Por Carolina Giovanelli
11 fev 2011, 23h47 • Atualizado em 5 dez 2016, 18h17
  • Pernambucana de Caruaru, a bailarina, coreógrafa e atriz radicada em São Paulo Mariana Muniz iniciou sua carreira nos anos 80. Com passagens por renomadas escolas de dança internacionais, entre elas a Martha Graham e a Merce Cunningham, ela comanda a companhia que leva seu nome desde 2000. Mariana acaba de finalizar o derradeiro espetáculo da trilogia inspirada nas obras do artista plástico carioca Hélio Oiticica (1937-1980), que já conta com “Parangolés” e “Nucleares”. Batizada de “Penetráveis”, a peça estreia no Teatro Anhembi Morumbi na quarta (16) para depois seguir com três apresentações na Galeria Vermelho.

    VEJA SÃO PAULO – Você acha que o público aceita bem os bailarinos mais velhos?

    Aos 53 anos, não sinto esse tipo de preconceito. Na dança contemporânea, principalmente, o olhar tende a se voltar para a qualidade do pensamento sobre a criação, não só para o movimento em si. Trabalhei com a Cia. 2 do Balé da Cidade de São Paulo, composta só de integrantes com mais de 40 anos. Sinto muitíssimo que tenha acabado, porque o grupo possuía uma ótima propriedade de movimento. Era outro tipo de energia. Gosto de ver os bailarinos mais velhos dançar e de trabalhar com eles.

    VEJA SÃO PAULO – Há quanto tempo não corta o cabelo?

    Costumo aparar as pontas, mas uso ele assim comprido há pelo menos quinze anos. Se cortar mais curto, ele arma muito e fica parecendo black power. No novo espetáculo, farei um penteado diferente, com os fios presos no topo da cabeça e jogados para o lado. Geralmente meu cabelo se torna elemento cênico, por causa da expressão e do movimento que proporciona. É minha marca registrada em peças de teatro e de dança.

    VEJA SÃO PAULO – Você gosta de misturar essas artes. Como encontra o ponto de convergência?

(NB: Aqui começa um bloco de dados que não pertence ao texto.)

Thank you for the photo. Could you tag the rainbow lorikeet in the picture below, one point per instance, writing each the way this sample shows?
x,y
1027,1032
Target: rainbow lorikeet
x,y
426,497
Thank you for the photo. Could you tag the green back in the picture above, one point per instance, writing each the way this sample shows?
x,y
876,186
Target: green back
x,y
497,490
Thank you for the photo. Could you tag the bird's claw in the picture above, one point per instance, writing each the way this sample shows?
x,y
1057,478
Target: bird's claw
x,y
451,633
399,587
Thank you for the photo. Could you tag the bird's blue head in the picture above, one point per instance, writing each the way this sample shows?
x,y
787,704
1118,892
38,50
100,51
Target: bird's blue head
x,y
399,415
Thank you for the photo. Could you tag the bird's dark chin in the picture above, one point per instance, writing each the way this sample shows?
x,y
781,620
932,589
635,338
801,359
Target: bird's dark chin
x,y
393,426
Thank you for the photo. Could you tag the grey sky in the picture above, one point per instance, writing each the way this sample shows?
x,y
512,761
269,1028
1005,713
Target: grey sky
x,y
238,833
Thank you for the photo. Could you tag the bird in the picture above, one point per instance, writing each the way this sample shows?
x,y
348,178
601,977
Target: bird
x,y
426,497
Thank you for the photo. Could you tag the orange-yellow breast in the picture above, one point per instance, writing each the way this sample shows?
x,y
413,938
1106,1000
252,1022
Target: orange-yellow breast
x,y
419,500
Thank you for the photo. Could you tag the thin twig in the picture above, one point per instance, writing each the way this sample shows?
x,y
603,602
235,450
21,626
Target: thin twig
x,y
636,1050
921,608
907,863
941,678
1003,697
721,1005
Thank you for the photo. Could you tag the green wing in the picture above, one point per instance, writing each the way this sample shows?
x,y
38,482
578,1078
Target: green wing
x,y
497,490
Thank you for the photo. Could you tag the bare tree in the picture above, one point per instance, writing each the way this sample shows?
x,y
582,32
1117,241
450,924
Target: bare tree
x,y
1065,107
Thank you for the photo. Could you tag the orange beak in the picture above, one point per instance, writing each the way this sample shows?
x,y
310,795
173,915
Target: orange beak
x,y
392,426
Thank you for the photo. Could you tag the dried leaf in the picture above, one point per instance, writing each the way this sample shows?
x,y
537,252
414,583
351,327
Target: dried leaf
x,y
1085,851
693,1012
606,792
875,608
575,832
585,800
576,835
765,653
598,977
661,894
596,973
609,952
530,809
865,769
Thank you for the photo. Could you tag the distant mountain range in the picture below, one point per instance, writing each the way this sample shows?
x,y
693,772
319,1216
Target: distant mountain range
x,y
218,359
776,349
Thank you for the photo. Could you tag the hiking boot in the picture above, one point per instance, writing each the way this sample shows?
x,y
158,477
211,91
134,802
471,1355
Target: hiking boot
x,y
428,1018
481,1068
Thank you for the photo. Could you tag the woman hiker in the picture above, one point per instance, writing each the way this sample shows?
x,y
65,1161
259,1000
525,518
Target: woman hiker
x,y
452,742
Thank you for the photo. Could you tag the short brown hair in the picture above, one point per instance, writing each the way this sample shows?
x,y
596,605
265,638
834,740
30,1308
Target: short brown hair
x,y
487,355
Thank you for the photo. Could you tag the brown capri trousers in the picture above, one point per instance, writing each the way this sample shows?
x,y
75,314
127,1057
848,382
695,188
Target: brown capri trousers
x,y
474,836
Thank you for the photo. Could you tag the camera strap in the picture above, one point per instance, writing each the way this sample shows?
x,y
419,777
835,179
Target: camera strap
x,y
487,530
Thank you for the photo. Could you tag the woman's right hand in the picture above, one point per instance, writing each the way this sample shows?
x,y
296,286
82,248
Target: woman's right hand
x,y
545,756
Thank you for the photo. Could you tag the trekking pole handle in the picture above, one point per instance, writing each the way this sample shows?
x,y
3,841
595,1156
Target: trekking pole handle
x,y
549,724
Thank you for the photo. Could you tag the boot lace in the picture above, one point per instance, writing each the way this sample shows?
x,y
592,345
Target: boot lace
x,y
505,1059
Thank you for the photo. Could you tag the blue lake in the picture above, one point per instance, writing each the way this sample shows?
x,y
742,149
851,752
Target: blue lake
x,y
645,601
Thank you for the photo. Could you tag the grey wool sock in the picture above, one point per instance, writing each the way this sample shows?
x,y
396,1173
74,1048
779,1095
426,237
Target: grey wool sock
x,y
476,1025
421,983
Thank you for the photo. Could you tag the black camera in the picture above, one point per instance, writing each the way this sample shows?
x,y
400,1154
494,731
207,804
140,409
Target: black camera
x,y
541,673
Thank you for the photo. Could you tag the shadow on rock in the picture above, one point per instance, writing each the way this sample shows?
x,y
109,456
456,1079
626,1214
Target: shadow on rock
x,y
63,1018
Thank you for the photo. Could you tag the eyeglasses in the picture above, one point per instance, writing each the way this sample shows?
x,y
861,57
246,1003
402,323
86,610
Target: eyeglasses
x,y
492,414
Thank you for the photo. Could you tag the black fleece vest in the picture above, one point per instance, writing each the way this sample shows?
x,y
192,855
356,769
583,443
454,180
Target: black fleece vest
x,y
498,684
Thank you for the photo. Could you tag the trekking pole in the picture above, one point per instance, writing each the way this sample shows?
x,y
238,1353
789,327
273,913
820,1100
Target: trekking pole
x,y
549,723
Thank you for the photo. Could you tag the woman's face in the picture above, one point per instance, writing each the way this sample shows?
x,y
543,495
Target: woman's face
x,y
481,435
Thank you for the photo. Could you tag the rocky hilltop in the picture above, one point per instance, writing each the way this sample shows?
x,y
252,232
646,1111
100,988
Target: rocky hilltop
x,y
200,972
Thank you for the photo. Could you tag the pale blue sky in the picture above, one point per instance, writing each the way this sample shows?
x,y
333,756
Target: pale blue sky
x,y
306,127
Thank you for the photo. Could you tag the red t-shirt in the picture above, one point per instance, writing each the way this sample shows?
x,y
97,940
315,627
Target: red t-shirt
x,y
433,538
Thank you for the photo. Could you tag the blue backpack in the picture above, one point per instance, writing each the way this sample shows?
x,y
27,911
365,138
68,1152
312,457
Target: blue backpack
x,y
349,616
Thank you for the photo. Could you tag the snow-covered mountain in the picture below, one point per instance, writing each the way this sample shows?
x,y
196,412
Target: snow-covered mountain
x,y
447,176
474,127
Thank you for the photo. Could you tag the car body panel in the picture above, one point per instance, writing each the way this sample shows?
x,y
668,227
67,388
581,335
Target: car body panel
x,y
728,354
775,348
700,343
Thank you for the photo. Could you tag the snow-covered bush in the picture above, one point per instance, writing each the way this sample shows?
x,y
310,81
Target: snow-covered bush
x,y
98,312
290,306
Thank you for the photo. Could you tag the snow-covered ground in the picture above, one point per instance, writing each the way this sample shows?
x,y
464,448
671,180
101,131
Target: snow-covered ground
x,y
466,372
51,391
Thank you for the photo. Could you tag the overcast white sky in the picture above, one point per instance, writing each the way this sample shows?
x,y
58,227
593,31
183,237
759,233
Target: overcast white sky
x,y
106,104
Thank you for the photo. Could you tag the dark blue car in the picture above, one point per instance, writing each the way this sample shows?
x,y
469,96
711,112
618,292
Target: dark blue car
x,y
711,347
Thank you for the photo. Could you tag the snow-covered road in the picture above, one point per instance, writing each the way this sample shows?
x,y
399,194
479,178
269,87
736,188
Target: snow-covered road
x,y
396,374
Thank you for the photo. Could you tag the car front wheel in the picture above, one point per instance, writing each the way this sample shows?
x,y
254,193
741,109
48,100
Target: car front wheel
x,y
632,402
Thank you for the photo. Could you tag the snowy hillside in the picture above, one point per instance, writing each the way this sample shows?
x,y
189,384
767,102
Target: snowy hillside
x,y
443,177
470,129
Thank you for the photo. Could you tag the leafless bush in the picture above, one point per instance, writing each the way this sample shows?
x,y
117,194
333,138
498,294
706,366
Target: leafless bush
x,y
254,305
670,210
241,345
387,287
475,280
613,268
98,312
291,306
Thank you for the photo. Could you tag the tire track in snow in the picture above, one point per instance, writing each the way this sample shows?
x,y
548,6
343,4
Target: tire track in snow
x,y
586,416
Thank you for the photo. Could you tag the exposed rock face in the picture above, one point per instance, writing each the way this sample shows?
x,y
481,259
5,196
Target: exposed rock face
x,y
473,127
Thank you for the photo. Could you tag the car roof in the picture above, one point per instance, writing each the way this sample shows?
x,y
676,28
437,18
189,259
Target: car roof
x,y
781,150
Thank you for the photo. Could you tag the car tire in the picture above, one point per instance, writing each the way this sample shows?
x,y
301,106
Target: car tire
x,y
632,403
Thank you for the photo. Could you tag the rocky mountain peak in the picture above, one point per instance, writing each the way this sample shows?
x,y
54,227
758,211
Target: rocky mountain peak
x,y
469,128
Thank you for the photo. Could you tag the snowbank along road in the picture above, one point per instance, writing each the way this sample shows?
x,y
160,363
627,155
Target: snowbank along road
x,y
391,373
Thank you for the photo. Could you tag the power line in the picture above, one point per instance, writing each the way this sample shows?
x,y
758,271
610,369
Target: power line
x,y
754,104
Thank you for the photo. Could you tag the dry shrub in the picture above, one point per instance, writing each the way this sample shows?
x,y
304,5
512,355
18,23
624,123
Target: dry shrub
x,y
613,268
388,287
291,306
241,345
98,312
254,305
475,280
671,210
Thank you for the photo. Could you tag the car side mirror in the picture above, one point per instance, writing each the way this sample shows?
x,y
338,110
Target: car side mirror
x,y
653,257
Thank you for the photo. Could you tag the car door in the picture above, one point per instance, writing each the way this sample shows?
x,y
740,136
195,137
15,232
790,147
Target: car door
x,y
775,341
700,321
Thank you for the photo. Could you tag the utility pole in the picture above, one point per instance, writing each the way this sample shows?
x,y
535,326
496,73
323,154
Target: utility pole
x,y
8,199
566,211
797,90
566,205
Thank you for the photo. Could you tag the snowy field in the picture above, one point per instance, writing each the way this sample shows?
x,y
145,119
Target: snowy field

    O Hélio Oiticica mesclava poesia, música, dança, artes plásticas… Gosto dessa aproximação e por isso eu o escolhi como inspiração para três de minhas coreografias. Acho interessante o modo como ele provocava o espectador, para que percebesse a sua relação com a obra a que estava assistindo. Meu objetivo sempre foi a comunicação com o público. Há quatro anos estou mergulhada na trajetória do Hélio. Graças à Lei de Fomento, a companhia conseguiu uma equipe de professores de artes plásticas que nos deu 24 aulas sobre o tema. Agora, queremos pleitear a oportunidade de circular pelo Brasil com as três coreografias.